Thursday, 23 April 2020

Didn't Even Make It A Week!

Photo of page in my bullet journal

I couldn't even get through 7 days of my 17 Day Covid Plan, it was a good attempt at staying motivated but something about it just didn't work for me. Nope! Didn't work.

Not really depressed, though there have been periods of time when I have been. Just feeling unproductive. There are lots and lots of articles going around that talk about it being okay to not be productive at this time. A lot of focus on just "getting through the day" and "self-care." So I am trying not to beat myself up about the fact that I am having a hard time getting anything useful done lately.

Sunday, 12 April 2020

Happy Easter

K sent us this image with a message that said "Looking forward to the day I can hang out with my peeps again"

Me, Maria, Matty, Teri, Monica 
as Peeps! for Easter 2020 done by K

Super cute!
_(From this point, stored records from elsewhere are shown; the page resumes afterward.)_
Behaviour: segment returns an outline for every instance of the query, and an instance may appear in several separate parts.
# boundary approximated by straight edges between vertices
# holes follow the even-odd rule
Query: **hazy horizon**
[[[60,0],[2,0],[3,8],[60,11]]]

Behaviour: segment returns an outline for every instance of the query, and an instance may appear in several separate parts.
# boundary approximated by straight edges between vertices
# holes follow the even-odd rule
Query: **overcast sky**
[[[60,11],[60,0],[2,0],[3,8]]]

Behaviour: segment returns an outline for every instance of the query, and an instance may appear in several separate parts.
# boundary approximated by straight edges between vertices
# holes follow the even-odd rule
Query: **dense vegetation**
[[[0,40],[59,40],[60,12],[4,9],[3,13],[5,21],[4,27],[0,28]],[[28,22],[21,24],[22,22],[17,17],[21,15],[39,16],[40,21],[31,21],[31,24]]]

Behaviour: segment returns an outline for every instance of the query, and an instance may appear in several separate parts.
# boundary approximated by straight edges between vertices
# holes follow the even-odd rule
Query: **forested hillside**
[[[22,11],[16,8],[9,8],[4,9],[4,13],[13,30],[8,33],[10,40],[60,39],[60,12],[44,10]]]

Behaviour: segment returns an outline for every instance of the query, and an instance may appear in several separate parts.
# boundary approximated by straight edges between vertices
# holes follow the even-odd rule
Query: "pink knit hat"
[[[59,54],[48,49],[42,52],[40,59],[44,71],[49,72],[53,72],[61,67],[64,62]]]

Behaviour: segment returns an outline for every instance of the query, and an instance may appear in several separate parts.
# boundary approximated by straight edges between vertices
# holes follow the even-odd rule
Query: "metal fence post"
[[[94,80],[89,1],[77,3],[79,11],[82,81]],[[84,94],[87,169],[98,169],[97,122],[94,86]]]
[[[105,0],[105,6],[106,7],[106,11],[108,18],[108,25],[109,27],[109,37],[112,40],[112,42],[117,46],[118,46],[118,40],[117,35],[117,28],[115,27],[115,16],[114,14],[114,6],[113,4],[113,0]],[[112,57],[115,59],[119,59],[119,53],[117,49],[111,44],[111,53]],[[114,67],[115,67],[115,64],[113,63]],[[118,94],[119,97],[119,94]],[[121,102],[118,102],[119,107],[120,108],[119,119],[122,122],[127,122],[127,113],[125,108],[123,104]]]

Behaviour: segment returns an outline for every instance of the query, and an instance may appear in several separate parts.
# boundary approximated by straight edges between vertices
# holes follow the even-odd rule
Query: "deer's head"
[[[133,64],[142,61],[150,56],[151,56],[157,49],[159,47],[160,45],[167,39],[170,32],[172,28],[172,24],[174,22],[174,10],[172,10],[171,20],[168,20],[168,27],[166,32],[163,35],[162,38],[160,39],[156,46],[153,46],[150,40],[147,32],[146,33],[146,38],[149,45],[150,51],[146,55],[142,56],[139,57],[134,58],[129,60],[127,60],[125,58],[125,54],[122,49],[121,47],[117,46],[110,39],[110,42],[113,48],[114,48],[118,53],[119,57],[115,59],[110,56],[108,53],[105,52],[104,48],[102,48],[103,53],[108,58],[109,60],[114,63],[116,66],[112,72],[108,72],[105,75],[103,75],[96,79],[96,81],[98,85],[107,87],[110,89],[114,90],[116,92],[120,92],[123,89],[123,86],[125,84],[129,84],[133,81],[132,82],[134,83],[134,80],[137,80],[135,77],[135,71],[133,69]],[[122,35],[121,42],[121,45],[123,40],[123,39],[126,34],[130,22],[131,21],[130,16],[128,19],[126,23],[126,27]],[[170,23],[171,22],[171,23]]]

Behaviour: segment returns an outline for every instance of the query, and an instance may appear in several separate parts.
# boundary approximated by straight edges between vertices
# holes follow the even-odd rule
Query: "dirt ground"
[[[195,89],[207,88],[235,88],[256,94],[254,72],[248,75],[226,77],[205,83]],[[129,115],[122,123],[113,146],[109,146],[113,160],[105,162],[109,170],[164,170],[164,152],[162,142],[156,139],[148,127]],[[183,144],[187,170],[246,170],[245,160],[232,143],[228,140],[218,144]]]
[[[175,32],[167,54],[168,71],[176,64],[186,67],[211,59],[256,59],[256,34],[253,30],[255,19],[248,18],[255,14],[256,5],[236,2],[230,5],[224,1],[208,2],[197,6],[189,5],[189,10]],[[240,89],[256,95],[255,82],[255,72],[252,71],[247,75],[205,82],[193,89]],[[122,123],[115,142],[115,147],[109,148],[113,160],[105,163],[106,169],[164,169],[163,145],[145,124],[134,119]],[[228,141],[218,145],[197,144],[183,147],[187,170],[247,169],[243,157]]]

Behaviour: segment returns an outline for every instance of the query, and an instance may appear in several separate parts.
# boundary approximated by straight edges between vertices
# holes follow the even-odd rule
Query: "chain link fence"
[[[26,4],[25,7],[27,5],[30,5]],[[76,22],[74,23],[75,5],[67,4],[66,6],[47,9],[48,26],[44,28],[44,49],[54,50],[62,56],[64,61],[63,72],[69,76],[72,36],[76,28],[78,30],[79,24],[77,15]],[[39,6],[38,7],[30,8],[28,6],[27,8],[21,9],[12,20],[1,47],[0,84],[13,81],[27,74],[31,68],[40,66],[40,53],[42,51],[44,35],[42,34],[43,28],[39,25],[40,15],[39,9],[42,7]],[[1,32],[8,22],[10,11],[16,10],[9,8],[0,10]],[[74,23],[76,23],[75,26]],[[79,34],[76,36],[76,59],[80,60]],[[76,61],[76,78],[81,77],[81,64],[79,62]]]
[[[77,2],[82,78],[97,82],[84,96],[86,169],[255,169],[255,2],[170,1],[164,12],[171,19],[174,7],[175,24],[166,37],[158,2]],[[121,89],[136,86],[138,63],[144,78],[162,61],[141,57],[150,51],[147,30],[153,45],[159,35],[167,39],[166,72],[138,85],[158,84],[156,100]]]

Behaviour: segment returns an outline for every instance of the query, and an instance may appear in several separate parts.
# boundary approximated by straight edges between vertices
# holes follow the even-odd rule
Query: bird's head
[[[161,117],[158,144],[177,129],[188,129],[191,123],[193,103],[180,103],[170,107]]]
Don't know why she picked a photo where Monica has her eyes closed but the rest of us look good. I don't think I have ever had a Peep, don't they have coconut on them, or is that something else? And I agree with her statement, this self-isolation for Covid-19 is really lonely.

Wednesday, 1 April 2020

Going To Be A Long Month

The following notice arrived in my email, outlining a 12-week shelter-in-place plan. I am having a hard time considering this isolation lasting for the month of April, let alone longer...

The City of Toronto has implemented the following measures that will be in effect for up to 12 weeks:
-- All individuals with COVID-19 are ordered by the Medical Officer of Health to stay home, under the Health Protection and Promotion Act for 14 days
-- All individuals who have had close contact with someone who has COVID-19 are also ordered to stay home by the Medical Officer of Health for 14 days
-- Anyone who is not ill or has not travelled, is strongly directed to stay home except for the following reasons:
- accessing healthcare or medication
- shop for groceries once per week
- walk their dogs and/or get daily exercise while maintaining physical distancing
-- People returning from international travel must stay home, already a federal order
-- Anyone over the age of 70, as the province announced this week, is strongly encouraged to stay home as much as possible
-- Only essential businesses remain open, and those businesses maximize physical distancing and infection prevention and control practices, and limit in-person access to those businesses, as much as possible

Saturday, 23 November 2019

And Depression Hits

I spent all this week in bed, which isn't good. It took we a while to realize that it was out of sadness and not time change adjustment from the Palm Springs trip. Basically all I felt like doing was sleeping, it is my favourite escape and always has been when I am feeling depressed.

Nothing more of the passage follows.